It’s that time of the year again: the Christmas lights are up; the air smells of pine trees and potato pancakes; and there’s a possibility of snow, sleet and ice.
There’s also a chance that someone might slip and fall at your co-op or condo property because of that snow, sleet and ice--and your corporation or association may be served up with a lawsuit in the New Year. So how can you steer clear of both snow and liability for your property?
Stephen Boonshoft, an attorney with Robinson Brog in Manhattan, defines the situation simply: “If there is a hazardous condition--and ice and snow are hazardous conditions--and someone slips and falls, there is liability for the owner of the property.” In the case of a co-op, the owner of the property is the co-op corporation; for a condominium, it’s the condo association. “If there’s an injury, there’s a cause of action,” says Boonshoft.
There is little difference in most situations in New York between condominium and co-op forms of ownership relative to this issue, explains Stuart Halper of Impact Management, a real estate management firm with offices in New York City and Westchester. “There is one possible difference, and that depends on the nature of the property," he says. "In most cases the corporation or association is responsible for common areas. In condominium ownership, where you have garden-style apartments, a condo owner may be individually responsible for a walkway leading directly to their specific unit.” In that case, the individual unit owner might be subject to liability in the event of a fall and injury if they have been negligent with respect to what is required by New York City rules governing ice and snow.
Boonshoft says that, “New York City law requires that you must clean the walk or sidewalk within four hours of the snowfall if the snowfall ends by 9 p.m. Overnight snow must be cleared by 11 a.m. the next morning.”
Alex Seaman, Senior Vice President at national firm HUB Insurance, also says that public walkways must be cleared soon after a storm and to the best of your ability. “We also strongly recommend the use of video cameras which can provide evidence as to condition of walkways and existence (or non-existence) of an accident. If a property is utilizing a contractor for snow removal, make sure that you have insurance documentation including certificates of insurance naming the association and property manager as additional insured, and hold harmless/ indemnification agreements in favor of the association and property manager.”
The Insurance Factor
Slips, falls and liability are excellent examples of why it’s important to carry adequate and proper insurance. Seaman, explains that “Commercial general liability (CGL) insurance would address claims for the primary $1 million. If there is a very serious claim [that] could exceed $1 million, this would be addressed by the umbrella liability policy.”
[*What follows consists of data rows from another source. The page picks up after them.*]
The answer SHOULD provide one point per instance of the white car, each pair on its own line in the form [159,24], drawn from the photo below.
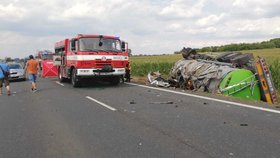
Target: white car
[16,71]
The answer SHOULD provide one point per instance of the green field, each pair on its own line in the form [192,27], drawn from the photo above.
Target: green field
[142,65]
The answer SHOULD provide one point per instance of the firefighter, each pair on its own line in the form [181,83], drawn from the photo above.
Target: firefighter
[32,68]
[127,72]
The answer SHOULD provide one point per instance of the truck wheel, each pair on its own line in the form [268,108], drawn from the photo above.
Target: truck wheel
[61,79]
[115,80]
[74,79]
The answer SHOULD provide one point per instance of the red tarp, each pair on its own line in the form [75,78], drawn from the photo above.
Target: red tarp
[48,70]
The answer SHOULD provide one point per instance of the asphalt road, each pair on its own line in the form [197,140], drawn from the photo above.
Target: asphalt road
[130,121]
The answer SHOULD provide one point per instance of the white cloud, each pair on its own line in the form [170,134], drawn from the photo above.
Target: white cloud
[11,12]
[209,20]
[182,9]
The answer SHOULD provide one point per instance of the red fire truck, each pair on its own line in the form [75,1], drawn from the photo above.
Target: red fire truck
[91,56]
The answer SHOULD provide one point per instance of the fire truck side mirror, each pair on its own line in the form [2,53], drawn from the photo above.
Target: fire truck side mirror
[73,44]
[123,46]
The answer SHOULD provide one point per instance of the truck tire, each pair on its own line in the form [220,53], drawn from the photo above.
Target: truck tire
[74,80]
[115,80]
[60,78]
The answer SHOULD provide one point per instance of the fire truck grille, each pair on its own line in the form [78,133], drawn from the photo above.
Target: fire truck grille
[101,64]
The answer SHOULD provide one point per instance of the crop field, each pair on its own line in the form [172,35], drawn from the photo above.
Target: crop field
[142,65]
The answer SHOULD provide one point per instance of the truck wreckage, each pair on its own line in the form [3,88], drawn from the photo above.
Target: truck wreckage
[231,73]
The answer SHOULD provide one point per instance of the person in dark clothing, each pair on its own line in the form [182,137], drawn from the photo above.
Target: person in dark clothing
[127,72]
[4,78]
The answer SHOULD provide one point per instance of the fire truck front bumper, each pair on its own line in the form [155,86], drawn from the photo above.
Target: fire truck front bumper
[100,72]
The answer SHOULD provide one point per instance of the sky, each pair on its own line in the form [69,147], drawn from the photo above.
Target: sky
[149,26]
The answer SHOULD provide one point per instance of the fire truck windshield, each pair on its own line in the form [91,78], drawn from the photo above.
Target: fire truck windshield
[93,44]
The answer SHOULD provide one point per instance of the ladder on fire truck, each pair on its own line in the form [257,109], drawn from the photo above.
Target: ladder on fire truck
[266,83]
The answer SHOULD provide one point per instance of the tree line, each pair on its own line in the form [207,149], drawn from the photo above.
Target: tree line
[273,43]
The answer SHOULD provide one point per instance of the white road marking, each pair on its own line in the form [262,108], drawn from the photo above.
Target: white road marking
[105,105]
[59,83]
[212,99]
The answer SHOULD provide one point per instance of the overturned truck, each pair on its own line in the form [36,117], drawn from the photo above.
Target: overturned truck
[231,73]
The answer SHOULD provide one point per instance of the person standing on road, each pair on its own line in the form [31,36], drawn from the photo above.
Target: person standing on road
[32,68]
[4,78]
[127,72]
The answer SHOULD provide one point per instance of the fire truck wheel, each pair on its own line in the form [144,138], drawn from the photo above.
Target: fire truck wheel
[115,80]
[74,80]
[61,79]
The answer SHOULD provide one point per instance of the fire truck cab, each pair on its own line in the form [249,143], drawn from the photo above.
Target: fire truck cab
[91,56]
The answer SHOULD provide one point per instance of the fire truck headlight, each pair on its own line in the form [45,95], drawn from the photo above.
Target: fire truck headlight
[84,71]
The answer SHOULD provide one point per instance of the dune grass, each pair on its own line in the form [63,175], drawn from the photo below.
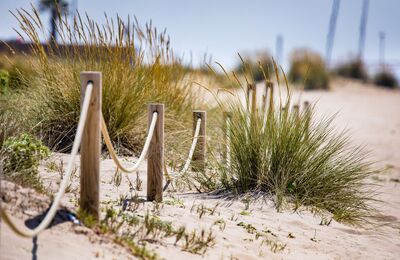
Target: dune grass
[297,158]
[137,64]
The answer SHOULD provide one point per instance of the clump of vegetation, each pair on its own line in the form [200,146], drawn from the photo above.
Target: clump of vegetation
[308,68]
[21,160]
[297,158]
[134,231]
[386,78]
[137,64]
[354,69]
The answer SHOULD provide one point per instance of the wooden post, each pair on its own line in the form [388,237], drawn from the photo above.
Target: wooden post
[91,146]
[296,109]
[199,155]
[306,110]
[227,117]
[306,105]
[155,158]
[268,85]
[253,89]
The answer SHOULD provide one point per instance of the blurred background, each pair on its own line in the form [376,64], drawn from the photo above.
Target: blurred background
[337,30]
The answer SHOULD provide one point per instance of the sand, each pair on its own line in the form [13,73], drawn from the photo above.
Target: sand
[370,114]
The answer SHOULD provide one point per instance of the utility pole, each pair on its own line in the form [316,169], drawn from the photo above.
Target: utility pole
[331,31]
[363,28]
[279,49]
[382,38]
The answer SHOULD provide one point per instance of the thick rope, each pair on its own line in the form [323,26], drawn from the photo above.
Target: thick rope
[112,152]
[188,160]
[228,143]
[54,206]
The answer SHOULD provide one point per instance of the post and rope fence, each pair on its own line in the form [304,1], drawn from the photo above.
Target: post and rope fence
[91,127]
[91,146]
[63,185]
[155,158]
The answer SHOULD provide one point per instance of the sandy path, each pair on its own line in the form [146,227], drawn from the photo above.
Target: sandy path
[370,114]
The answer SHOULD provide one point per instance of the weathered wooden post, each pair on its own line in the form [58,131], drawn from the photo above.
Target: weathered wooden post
[306,110]
[296,109]
[199,155]
[155,157]
[91,146]
[253,89]
[268,85]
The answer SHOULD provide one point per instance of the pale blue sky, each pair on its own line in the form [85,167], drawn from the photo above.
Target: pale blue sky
[223,28]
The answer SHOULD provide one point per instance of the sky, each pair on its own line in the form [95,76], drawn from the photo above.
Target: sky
[225,27]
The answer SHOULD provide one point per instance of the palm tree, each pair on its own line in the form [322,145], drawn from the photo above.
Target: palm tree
[55,7]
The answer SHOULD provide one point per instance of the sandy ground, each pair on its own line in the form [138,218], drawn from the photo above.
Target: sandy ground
[370,114]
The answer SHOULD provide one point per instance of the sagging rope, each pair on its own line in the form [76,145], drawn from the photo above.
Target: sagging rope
[142,156]
[54,206]
[188,160]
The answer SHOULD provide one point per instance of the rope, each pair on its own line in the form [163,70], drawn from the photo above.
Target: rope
[228,143]
[144,151]
[188,160]
[54,206]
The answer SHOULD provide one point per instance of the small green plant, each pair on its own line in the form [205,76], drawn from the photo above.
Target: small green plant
[220,223]
[175,202]
[386,78]
[308,68]
[245,213]
[274,245]
[4,77]
[22,156]
[198,243]
[248,227]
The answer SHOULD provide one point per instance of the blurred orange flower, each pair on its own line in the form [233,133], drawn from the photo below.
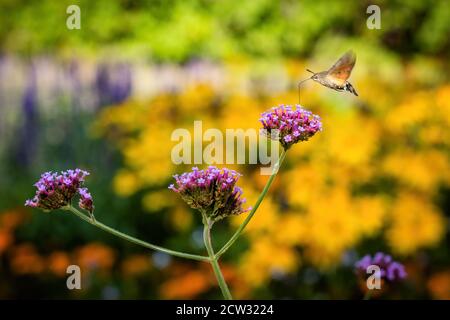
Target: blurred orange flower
[26,260]
[439,285]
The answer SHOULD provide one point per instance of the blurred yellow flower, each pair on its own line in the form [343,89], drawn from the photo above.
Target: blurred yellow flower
[415,223]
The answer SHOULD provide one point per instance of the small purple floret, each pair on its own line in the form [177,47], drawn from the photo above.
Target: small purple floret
[55,191]
[212,191]
[389,269]
[293,124]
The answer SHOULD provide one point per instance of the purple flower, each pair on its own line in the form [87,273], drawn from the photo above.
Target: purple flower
[55,191]
[86,201]
[293,124]
[389,269]
[212,191]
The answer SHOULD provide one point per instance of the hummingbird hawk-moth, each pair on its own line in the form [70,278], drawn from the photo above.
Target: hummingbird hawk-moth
[336,77]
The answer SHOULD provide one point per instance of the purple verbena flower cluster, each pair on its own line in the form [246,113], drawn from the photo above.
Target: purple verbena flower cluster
[55,191]
[86,201]
[293,124]
[211,191]
[390,270]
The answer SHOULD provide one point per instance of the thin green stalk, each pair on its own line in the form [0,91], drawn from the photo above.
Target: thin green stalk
[213,260]
[255,207]
[135,240]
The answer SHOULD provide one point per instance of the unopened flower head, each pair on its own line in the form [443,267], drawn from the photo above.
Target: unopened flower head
[55,190]
[211,191]
[389,269]
[293,124]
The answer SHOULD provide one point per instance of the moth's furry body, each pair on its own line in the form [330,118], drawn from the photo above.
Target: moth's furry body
[331,83]
[336,77]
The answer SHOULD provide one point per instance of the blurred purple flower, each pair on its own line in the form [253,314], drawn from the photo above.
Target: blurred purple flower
[389,269]
[293,124]
[211,191]
[86,201]
[55,190]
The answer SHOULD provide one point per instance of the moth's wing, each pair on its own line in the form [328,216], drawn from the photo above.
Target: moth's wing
[341,70]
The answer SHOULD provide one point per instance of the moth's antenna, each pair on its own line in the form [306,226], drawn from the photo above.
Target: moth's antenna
[298,86]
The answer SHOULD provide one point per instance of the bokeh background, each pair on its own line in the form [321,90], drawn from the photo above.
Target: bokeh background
[107,97]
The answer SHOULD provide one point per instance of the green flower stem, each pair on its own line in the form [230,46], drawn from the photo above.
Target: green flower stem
[255,207]
[213,260]
[134,240]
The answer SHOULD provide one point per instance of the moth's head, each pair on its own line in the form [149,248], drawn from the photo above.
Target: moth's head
[315,76]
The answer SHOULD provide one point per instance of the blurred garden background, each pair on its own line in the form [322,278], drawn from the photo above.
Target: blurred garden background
[107,97]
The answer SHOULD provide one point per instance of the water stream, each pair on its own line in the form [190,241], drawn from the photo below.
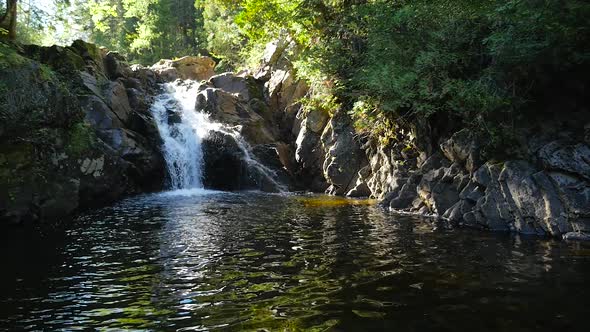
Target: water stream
[182,129]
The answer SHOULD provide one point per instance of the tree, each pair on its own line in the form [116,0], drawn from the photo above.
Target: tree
[8,20]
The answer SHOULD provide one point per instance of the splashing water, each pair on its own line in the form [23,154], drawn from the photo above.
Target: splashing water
[182,129]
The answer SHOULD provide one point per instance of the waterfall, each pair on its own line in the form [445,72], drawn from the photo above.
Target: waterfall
[182,129]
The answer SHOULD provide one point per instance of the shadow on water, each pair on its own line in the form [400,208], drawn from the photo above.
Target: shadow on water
[202,260]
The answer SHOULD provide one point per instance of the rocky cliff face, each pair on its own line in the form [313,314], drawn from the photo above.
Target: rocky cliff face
[75,131]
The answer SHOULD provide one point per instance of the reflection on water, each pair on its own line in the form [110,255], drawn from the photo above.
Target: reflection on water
[196,261]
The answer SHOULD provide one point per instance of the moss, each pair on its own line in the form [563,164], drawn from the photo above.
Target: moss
[80,139]
[45,73]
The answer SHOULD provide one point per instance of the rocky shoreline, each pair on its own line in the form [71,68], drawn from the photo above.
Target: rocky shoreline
[77,133]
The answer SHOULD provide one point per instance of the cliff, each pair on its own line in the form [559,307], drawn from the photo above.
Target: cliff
[77,132]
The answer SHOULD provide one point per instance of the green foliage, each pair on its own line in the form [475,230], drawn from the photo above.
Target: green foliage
[80,139]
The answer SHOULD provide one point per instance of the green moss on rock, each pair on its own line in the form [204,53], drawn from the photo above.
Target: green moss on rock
[81,139]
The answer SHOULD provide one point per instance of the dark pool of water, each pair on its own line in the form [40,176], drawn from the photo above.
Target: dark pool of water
[284,263]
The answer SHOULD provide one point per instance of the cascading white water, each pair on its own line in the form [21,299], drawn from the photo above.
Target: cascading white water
[182,136]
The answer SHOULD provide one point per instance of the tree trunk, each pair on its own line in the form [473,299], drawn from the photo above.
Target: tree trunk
[8,20]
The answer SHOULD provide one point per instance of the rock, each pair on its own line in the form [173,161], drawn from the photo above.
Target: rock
[344,158]
[199,68]
[223,156]
[233,110]
[116,66]
[575,236]
[462,149]
[571,158]
[82,149]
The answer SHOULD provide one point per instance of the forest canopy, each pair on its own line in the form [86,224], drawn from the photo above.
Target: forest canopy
[485,62]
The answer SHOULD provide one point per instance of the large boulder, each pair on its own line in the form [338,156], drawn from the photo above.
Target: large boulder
[198,68]
[344,157]
[70,138]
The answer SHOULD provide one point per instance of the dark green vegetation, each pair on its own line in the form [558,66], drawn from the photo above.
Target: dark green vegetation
[486,65]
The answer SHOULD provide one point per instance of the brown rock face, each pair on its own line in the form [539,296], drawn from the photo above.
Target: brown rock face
[199,68]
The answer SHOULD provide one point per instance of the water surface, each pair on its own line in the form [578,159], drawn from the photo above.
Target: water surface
[198,261]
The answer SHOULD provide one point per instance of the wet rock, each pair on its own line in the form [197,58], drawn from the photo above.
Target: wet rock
[199,68]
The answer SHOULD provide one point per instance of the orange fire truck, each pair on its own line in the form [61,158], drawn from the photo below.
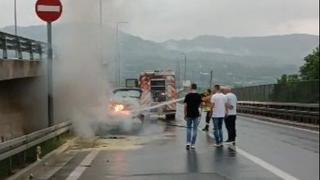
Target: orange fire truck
[159,87]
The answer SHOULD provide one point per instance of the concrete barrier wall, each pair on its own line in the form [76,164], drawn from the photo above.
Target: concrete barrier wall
[13,69]
[23,106]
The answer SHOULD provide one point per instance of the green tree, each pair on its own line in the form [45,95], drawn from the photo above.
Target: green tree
[285,79]
[310,70]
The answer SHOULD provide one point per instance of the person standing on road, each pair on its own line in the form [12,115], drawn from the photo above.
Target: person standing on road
[219,104]
[207,108]
[192,102]
[231,117]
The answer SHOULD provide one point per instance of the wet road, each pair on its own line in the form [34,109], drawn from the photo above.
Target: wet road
[263,151]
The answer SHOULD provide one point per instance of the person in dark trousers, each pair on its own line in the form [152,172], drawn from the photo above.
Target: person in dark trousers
[231,116]
[192,102]
[219,103]
[207,108]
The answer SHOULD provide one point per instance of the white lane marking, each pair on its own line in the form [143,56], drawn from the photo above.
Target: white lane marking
[271,168]
[278,172]
[46,8]
[76,173]
[276,124]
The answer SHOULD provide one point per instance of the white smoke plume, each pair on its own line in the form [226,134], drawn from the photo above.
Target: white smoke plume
[82,67]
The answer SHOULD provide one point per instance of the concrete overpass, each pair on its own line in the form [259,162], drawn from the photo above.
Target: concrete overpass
[22,86]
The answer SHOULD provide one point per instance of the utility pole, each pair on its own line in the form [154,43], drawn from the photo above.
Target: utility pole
[118,51]
[185,67]
[15,23]
[50,78]
[178,75]
[211,79]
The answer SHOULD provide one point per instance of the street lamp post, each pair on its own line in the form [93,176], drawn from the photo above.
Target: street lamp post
[118,51]
[15,23]
[185,67]
[211,79]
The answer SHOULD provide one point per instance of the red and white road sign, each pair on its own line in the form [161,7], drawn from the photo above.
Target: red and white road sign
[48,10]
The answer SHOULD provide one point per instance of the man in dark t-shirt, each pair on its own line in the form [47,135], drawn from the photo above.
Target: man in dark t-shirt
[192,104]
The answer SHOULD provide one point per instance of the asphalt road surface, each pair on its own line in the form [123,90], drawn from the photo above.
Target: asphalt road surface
[263,151]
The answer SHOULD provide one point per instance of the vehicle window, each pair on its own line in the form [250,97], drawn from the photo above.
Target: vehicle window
[127,93]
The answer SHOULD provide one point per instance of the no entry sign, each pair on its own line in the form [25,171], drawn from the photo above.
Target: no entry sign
[49,10]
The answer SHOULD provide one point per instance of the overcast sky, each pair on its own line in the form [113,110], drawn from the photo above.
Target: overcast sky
[176,19]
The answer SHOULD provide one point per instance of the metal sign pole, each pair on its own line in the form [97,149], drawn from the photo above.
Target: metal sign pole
[49,66]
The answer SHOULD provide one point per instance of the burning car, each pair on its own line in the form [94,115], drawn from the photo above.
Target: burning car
[125,103]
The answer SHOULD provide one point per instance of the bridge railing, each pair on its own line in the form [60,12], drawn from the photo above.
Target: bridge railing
[294,112]
[17,47]
[17,145]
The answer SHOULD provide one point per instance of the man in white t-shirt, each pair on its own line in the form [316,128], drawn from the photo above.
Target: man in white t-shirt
[219,104]
[231,117]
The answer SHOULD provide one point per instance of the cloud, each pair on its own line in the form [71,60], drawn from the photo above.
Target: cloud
[165,19]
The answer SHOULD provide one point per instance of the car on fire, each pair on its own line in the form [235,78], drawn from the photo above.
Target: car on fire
[125,103]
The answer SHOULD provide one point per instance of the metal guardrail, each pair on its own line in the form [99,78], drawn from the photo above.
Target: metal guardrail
[297,112]
[17,145]
[20,45]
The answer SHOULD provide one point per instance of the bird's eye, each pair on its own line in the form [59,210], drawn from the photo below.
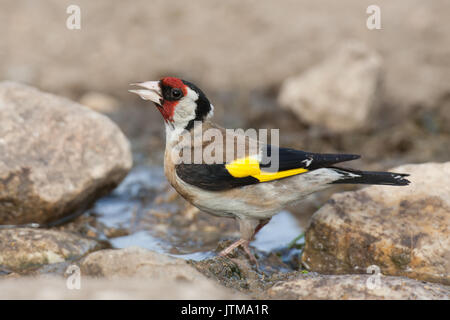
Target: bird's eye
[176,93]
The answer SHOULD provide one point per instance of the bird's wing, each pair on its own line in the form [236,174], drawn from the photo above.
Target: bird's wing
[264,166]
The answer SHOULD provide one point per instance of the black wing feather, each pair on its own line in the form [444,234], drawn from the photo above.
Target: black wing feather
[294,159]
[215,177]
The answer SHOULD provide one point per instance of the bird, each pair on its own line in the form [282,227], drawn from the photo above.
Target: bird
[250,185]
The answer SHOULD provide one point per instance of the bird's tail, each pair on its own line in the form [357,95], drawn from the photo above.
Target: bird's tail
[352,176]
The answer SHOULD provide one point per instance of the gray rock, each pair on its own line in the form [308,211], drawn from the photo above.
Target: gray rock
[23,248]
[405,231]
[351,287]
[56,156]
[339,93]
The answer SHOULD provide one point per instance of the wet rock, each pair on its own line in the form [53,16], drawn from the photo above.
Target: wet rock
[235,271]
[56,156]
[357,287]
[339,93]
[405,231]
[164,276]
[135,288]
[24,248]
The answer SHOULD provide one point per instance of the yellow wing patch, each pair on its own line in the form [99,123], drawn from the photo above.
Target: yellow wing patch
[249,166]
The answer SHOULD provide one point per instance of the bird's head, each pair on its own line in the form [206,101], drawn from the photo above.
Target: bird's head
[180,102]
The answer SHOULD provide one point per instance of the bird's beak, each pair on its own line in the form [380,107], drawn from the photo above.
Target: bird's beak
[152,91]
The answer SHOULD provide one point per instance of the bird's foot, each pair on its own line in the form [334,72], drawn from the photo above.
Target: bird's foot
[245,245]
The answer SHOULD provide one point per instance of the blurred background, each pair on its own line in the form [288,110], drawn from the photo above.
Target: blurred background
[247,56]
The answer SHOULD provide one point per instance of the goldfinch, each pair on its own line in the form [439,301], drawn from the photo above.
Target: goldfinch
[250,185]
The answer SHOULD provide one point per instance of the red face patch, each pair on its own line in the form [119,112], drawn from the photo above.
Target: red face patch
[169,103]
[174,83]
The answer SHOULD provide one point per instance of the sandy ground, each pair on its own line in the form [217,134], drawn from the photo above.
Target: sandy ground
[222,45]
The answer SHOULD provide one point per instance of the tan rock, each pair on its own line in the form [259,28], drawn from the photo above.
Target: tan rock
[124,288]
[99,102]
[351,287]
[56,156]
[339,93]
[402,230]
[24,248]
[137,262]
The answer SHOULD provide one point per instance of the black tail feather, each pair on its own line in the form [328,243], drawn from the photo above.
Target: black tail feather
[352,176]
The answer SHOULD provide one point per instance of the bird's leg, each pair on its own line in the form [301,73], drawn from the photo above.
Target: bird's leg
[249,228]
[230,248]
[261,224]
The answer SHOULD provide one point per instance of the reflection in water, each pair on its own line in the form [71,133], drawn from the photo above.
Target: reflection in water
[156,225]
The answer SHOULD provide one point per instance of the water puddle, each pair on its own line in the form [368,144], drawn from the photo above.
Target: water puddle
[148,214]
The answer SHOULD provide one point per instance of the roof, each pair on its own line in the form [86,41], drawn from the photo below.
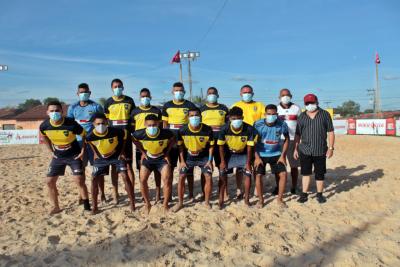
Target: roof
[36,113]
[7,113]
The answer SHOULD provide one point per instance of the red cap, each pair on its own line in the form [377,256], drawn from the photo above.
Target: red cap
[310,98]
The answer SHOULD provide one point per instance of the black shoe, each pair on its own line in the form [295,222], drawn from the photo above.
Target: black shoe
[321,199]
[303,198]
[276,191]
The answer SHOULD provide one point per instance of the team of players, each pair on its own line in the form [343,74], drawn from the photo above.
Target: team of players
[245,138]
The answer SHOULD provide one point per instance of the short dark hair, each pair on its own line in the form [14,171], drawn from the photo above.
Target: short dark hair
[84,86]
[236,111]
[151,117]
[271,106]
[54,103]
[178,84]
[116,80]
[145,90]
[98,115]
[246,85]
[194,109]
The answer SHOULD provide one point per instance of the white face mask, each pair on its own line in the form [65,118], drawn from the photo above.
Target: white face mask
[285,99]
[101,128]
[311,107]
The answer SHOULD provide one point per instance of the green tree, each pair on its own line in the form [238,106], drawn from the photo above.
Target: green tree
[28,104]
[349,108]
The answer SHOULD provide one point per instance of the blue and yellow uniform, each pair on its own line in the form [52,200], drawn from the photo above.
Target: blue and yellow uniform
[65,145]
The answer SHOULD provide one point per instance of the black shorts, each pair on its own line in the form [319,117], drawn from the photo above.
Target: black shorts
[307,162]
[276,167]
[57,166]
[102,166]
[192,162]
[154,164]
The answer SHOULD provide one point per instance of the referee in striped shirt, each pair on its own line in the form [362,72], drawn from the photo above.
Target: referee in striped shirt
[314,126]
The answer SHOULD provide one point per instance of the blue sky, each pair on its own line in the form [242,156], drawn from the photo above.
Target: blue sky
[325,47]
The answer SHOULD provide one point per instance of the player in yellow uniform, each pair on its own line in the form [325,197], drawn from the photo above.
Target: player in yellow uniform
[118,110]
[59,135]
[197,139]
[138,117]
[215,115]
[154,143]
[252,110]
[108,145]
[236,142]
[175,116]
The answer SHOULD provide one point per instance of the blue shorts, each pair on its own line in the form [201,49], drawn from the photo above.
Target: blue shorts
[192,162]
[102,166]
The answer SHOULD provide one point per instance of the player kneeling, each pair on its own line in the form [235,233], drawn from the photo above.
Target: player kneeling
[108,145]
[154,144]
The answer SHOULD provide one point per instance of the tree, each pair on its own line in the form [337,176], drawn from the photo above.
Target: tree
[28,104]
[349,108]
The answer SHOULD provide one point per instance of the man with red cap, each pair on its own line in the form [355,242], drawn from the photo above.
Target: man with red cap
[313,128]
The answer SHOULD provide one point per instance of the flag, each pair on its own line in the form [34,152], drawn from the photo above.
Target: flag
[176,58]
[377,60]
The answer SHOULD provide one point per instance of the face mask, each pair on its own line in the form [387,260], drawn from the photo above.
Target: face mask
[285,99]
[237,123]
[152,130]
[118,91]
[271,118]
[311,107]
[247,97]
[145,101]
[55,116]
[179,95]
[212,98]
[194,121]
[101,128]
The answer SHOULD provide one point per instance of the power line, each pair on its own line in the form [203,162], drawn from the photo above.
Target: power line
[212,24]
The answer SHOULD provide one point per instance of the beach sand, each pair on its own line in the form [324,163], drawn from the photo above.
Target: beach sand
[358,226]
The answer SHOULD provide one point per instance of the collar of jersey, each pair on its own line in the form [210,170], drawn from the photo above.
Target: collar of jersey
[177,103]
[194,131]
[57,125]
[236,132]
[100,135]
[158,133]
[115,98]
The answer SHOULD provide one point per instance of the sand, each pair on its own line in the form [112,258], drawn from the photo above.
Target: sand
[358,226]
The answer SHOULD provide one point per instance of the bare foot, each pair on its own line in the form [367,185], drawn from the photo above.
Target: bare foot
[178,207]
[55,211]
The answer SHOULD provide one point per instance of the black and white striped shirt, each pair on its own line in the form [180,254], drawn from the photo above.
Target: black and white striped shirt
[313,132]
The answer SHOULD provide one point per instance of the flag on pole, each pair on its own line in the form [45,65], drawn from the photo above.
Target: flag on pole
[377,60]
[176,58]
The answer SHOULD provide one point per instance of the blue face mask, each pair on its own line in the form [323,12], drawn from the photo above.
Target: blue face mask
[179,95]
[237,123]
[55,116]
[194,121]
[145,101]
[271,118]
[84,96]
[247,97]
[212,98]
[152,130]
[118,91]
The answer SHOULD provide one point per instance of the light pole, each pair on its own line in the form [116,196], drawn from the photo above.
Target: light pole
[189,56]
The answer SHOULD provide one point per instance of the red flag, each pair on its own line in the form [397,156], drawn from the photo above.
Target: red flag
[377,60]
[176,58]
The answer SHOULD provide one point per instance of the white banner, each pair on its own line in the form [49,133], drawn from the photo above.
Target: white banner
[19,137]
[340,126]
[376,127]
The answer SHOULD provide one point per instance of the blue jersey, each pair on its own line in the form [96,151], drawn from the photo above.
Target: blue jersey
[269,142]
[83,115]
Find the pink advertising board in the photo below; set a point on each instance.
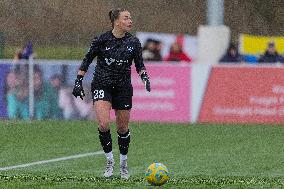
(169, 100)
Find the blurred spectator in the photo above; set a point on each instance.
(45, 98)
(17, 95)
(232, 55)
(271, 55)
(176, 54)
(25, 53)
(152, 50)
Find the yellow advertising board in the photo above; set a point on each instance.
(257, 45)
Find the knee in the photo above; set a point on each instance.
(103, 125)
(122, 129)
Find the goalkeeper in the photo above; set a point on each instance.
(111, 86)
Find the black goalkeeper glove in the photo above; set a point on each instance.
(146, 81)
(78, 87)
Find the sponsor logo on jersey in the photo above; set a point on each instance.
(109, 61)
(130, 49)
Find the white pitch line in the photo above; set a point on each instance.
(51, 160)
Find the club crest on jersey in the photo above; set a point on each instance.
(129, 48)
(109, 61)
Should a co-op or condo always refer a claim to insurance? Boonshoft says “there are a few things to consider. The first is how many claims you may have made previously. The second is the injury, and the third is the deductible on your policy.” If you have a large deductible, and the claim is small, it may be beneficial to just pay it. The possible result of the claim is a possible increase in premiums. “In any event, if you don’t file a claim for insurance, you still need to get a signed release from the injured party,” he says.
Halper says he always recommends to his clients that they file the claim, so that the insurance company will have to provide legal representation in the event of a lawsuit.
Perhaps Seaman’s suggestion is the most practical. “Anyone has the right to sue. It is not within the association’s reasonable right to reject a claim. The claim should be submitted promptly to the insurance carrier to make their own assessment and determination.”
Alan Sidransky is a staff writer for The Cooperator and a published novelist.